Keynote speaker and recipient of the 2010 College of Communication and Information Diversity Award was Phyllis Y. Nichols, president and CEO of the Knoxville Area Urban League.
Nichols has been involved in the Knoxville Area Urban League since 1994, and has led the organization since 2000. She serves on numerous local boards including Child and Family Tennessee, Leadership Knoxville and the Knoxville Chamber.
“Phyllis Nichols has fought the good fight for civility and human rights,” said Alice R. Bowling Wirth, a lecturer in the School of Communication Studies and director of the Diversity Student Leaders Society (DSLS). “She has made a significant difference in Knoxville by opening doors for so many, helping them get back their dignity and improving their lives. She’s been a trailblazer and we were thrilled to have her as our keynote speaker and present her with the 2010 CCI Diversity Award.”
Download her keynote speech – Experience Diversity Banquet Speech.
The 2009 recipient of the CCI Diversity Award, Theotis Robinson Jr., also attended the banquet to officially receive his award since he was unable to attend last year’s banquet. He is UT’s vice president for equity and diversity.

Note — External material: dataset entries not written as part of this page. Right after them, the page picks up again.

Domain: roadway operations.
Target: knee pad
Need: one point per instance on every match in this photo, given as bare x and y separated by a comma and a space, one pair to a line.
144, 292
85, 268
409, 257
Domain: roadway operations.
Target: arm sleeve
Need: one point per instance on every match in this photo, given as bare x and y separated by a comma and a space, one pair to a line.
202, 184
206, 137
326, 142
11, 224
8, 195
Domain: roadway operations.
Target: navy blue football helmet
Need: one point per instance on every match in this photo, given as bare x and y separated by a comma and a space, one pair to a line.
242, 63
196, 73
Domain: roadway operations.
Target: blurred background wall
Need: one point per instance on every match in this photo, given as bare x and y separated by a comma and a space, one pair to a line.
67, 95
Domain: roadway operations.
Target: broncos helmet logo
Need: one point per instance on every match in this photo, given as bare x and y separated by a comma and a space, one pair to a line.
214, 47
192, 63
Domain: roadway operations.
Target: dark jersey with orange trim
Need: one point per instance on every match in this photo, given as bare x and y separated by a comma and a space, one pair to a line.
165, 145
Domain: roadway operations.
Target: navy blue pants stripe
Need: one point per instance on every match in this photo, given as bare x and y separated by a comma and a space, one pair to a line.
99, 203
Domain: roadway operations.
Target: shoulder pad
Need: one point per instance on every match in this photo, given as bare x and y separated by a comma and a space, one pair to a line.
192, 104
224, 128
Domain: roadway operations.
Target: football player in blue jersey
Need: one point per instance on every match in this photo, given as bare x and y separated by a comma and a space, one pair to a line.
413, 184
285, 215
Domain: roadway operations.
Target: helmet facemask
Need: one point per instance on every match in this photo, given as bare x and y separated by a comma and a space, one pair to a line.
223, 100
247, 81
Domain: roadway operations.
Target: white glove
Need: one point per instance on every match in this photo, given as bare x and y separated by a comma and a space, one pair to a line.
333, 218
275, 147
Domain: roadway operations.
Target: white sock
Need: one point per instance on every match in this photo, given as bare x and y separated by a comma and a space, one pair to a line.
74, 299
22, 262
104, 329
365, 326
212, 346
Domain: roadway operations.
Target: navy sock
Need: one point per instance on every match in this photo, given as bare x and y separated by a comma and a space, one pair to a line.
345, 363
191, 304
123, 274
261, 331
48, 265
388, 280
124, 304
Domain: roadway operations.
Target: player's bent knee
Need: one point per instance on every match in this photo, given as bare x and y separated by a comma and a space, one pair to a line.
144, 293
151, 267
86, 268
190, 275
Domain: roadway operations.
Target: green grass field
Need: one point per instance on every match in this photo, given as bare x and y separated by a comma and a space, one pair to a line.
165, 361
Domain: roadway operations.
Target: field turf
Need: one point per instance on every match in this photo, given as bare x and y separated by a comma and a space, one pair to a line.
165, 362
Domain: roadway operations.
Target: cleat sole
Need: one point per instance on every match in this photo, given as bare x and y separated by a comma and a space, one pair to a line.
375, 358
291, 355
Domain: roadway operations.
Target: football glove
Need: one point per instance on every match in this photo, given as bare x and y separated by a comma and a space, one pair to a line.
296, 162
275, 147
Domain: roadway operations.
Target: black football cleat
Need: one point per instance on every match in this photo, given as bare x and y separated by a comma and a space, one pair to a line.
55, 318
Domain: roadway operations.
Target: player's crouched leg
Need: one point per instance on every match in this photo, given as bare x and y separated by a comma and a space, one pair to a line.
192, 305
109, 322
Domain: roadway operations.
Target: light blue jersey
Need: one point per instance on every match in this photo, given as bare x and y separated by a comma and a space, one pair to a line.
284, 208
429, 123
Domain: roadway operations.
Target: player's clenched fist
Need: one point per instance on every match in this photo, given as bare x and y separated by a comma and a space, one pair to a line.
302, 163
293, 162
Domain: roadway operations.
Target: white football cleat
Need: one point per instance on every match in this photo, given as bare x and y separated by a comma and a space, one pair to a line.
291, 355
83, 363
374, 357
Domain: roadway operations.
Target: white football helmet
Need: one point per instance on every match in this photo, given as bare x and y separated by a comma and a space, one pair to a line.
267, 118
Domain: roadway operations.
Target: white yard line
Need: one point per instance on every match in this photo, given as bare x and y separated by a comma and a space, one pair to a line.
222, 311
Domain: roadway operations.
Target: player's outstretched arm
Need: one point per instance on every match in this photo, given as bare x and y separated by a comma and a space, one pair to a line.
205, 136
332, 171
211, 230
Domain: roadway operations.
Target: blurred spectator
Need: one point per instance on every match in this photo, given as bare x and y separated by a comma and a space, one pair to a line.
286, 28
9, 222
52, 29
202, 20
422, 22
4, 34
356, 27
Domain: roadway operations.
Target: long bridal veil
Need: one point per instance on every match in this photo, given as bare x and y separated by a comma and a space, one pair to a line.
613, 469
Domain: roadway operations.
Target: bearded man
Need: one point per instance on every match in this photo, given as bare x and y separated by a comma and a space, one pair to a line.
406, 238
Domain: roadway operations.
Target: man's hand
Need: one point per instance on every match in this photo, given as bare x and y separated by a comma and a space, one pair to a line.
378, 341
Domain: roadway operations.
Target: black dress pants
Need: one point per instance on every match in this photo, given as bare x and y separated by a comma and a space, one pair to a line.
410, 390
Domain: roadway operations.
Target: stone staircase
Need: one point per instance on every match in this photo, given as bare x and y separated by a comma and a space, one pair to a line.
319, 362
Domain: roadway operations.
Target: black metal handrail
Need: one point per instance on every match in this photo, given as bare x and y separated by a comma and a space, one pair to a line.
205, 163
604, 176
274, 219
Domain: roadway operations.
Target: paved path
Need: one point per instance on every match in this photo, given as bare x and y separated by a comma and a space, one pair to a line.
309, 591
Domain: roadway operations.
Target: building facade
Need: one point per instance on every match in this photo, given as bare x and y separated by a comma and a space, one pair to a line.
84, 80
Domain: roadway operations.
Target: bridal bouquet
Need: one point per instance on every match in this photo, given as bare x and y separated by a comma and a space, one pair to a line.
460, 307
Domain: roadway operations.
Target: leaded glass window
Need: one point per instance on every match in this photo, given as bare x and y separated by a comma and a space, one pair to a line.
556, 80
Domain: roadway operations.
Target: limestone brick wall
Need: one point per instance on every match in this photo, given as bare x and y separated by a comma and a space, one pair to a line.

Robinson was vice president of economic development for the 1982 Knoxville World’s Fair. He served on Knoxville City Council from 1970-77—the first African American elected to that office in more than a half century.
Robinson was among the first three black students who enrolled in UT undergraduate courses in 1961. He is a member of the UT Commission for Blacks and a former political opinion columnist whose columns were published in the Knoxville News Sentinel.
He was a charter inductee into the University of Tennessee African American Hall of Fame in 1994. Knoxville’s Metro Pulse newspaper named him one of the 100 most influential Knoxvillians of the 20th century.
The banquet provided an inspirational diversity experience for all attendees. In addition to the keynote speech, the program included creative diversity presentations, music and dancing. The banquet is DSLS’s major fundraiser for the year. “Our main objectives are to open doors for students by giving them the opportunity to network with professionals, to explore career options and to provide a variety of support programs to help diverse students stay in college,” Wirth said. The society is also raising funds to begin a scholarship program to encourage students to attend graduate school.